4. Khvicha Kvaratskhelia (PSG)
Oublions les chiffres. Huit buts et quatre passes décisives en Ligue 1 cette saison, soit moins que des ailiers bien plus méconnus. Et pourtant — qui d’autre fait ce qu’il a fait face à Chelsea ou au Bayern ? Le Géorgien est un de ces rares joueurs capables d’improvisation pure dans un football de plus en plus codifié. On pense à Ronaldinho, à Georgi Kinkladze, à Ricardo Quaresma. Cette forme d’ingéniosité ne disparaîtra jamais vraiment.
3. Ousmane Dembélé (PSG)
La saison n’a pas atteint les sommets de son exercice précédent, couronné par un Ballon d’Or et un triplé. Des blessures, peu de matchs en Ligue 1, un rôle parfois recentré sous Luis Enrique. Mais ses performances dans les phases à élimination directe de la Ligue des champions ont été décisives, dont le but égalisateur face à Arsenal en finale. Et à la Coupe du Monde, son vrai rôle devrait être celui d’ailier — là où il a tout construit.
2. Michael Olise (Bayern Munich)
Il serait facile de le minimiser derrière les titres de Harry Kane ou les effets de la Bundesliga. Ce serait une erreur. Trente passes décisives toutes compétitions confondues cette saison — trente. Un candidat sérieux au Ballon d’Or. Et pour mettre les choses en perspective, il a lancé sa préparation au Mondial avec un triplé contre l’Irlande du Nord. S’il avait été un peu plus décisif contre le PSG en Ligue des champions, il serait peut-être en tête de ce classement.

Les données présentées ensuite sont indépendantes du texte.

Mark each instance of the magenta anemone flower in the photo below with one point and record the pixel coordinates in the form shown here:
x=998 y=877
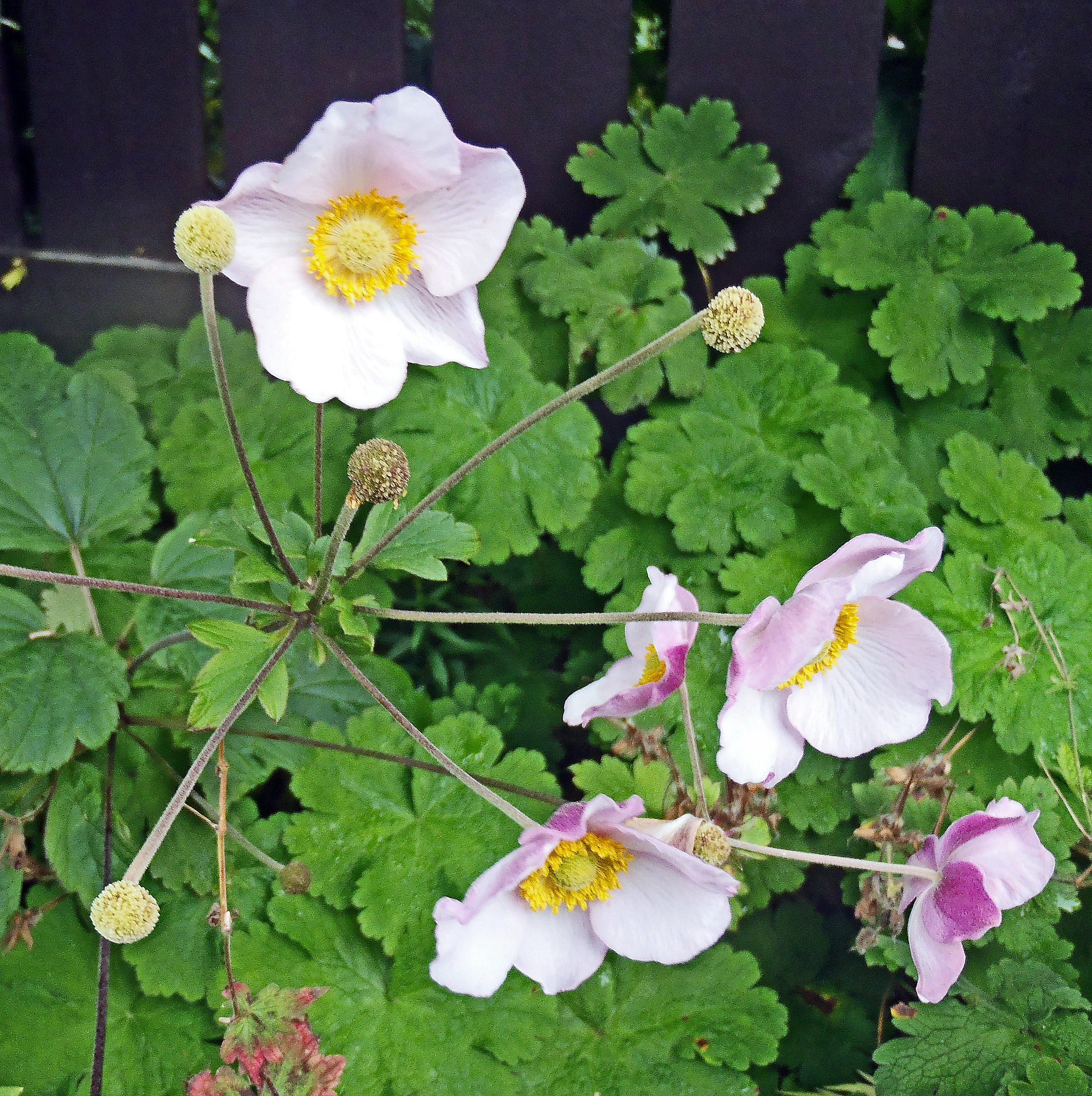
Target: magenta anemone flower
x=579 y=885
x=363 y=250
x=839 y=665
x=987 y=862
x=657 y=665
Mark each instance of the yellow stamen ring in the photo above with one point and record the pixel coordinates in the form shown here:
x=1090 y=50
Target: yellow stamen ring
x=577 y=873
x=655 y=669
x=363 y=246
x=846 y=635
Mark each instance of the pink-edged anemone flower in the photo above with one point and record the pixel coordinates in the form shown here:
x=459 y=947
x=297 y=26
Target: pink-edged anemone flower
x=988 y=862
x=657 y=663
x=839 y=665
x=580 y=885
x=363 y=250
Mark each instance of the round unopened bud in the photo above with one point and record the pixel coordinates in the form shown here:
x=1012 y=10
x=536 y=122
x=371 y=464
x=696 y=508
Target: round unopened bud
x=124 y=912
x=712 y=845
x=380 y=473
x=734 y=320
x=204 y=239
x=295 y=878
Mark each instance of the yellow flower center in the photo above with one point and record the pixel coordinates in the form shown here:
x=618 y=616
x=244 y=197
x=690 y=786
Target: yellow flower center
x=654 y=668
x=846 y=635
x=362 y=246
x=576 y=874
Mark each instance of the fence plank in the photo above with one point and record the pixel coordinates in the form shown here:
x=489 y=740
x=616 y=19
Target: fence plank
x=535 y=78
x=284 y=62
x=1006 y=113
x=803 y=75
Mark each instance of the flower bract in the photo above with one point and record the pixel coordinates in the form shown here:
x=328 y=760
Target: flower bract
x=657 y=663
x=363 y=250
x=839 y=665
x=580 y=885
x=988 y=862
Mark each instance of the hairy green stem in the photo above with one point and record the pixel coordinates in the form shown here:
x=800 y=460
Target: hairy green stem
x=838 y=862
x=148 y=850
x=213 y=334
x=475 y=785
x=640 y=358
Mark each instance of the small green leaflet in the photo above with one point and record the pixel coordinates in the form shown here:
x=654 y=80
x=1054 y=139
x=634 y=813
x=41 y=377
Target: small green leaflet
x=226 y=677
x=420 y=547
x=74 y=461
x=681 y=174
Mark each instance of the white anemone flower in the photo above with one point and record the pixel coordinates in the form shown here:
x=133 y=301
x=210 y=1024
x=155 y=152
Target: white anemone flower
x=363 y=250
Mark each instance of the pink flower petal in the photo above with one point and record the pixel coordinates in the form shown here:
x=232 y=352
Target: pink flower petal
x=268 y=225
x=881 y=690
x=939 y=965
x=559 y=951
x=920 y=554
x=758 y=744
x=398 y=145
x=475 y=957
x=664 y=911
x=466 y=224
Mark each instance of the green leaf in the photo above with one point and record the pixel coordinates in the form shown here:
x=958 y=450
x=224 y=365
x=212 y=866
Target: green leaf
x=74 y=461
x=226 y=677
x=680 y=175
x=544 y=481
x=420 y=547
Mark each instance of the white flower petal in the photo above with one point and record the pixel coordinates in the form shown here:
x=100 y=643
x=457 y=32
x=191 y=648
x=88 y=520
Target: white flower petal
x=883 y=686
x=559 y=951
x=758 y=745
x=465 y=225
x=323 y=346
x=475 y=958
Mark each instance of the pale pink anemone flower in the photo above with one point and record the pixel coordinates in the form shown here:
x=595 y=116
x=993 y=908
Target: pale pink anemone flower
x=839 y=665
x=657 y=665
x=584 y=883
x=988 y=862
x=363 y=250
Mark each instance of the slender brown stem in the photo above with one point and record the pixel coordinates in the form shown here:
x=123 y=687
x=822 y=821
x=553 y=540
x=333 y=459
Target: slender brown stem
x=476 y=786
x=645 y=354
x=318 y=471
x=213 y=334
x=514 y=790
x=148 y=850
x=102 y=1001
x=135 y=588
x=74 y=551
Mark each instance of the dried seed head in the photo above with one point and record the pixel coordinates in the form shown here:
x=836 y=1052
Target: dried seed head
x=295 y=878
x=712 y=845
x=124 y=912
x=380 y=473
x=733 y=320
x=204 y=239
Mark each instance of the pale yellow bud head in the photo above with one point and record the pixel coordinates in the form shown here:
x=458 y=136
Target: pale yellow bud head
x=204 y=239
x=734 y=320
x=124 y=912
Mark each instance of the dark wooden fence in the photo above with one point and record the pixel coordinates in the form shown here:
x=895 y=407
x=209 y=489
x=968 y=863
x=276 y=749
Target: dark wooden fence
x=116 y=97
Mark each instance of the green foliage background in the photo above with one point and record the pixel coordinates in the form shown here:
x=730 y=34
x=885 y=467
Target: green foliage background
x=917 y=367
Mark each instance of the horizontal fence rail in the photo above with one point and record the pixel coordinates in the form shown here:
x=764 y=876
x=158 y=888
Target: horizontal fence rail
x=118 y=116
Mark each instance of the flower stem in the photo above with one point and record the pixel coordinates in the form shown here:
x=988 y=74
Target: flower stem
x=838 y=862
x=74 y=551
x=726 y=620
x=476 y=786
x=134 y=588
x=148 y=850
x=337 y=539
x=640 y=358
x=695 y=759
x=213 y=334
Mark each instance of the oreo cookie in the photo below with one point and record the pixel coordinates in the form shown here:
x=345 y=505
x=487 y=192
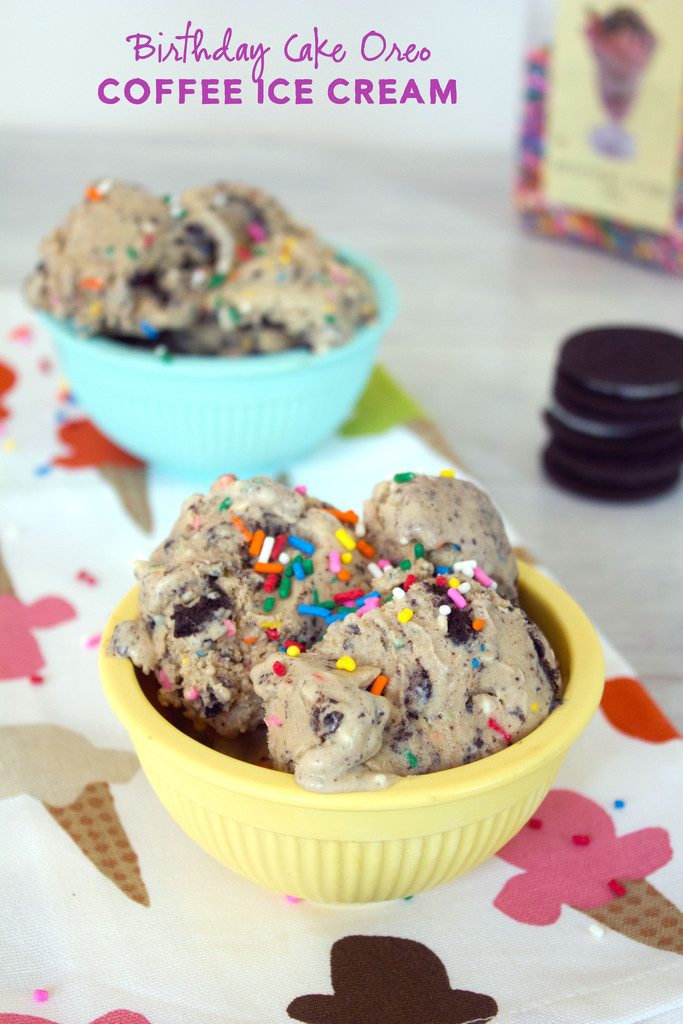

1. Lamine Yamal (FC Barcelone)
La Masia n’avait pas produit un talent pareil depuis Lionel Messi. Trois ans après ses débuts, plus de 150 apparitions en club et en sélection — à 18 ans. Ce qu’il fait à cet âge n’a tout simplement pas de précédent moderne : ni Messi ni Ronaldo ne produisaient quoi que ce soit de comparable à cet âge-là.
Peu importe la métrique choisie — buts, passes décisives, dribbles, occasions créées — Yamal s’impose partout. Mais les chiffres ne font que confirmer ce que l’œil voit déjà. Le meilleur, le plus dangereux des ailiers du monde en ce moment. Si l’Espagne veut aller loin dans ce Mondial, il faut espérer que son genou tiendra jusqu’aux matchs décisifs.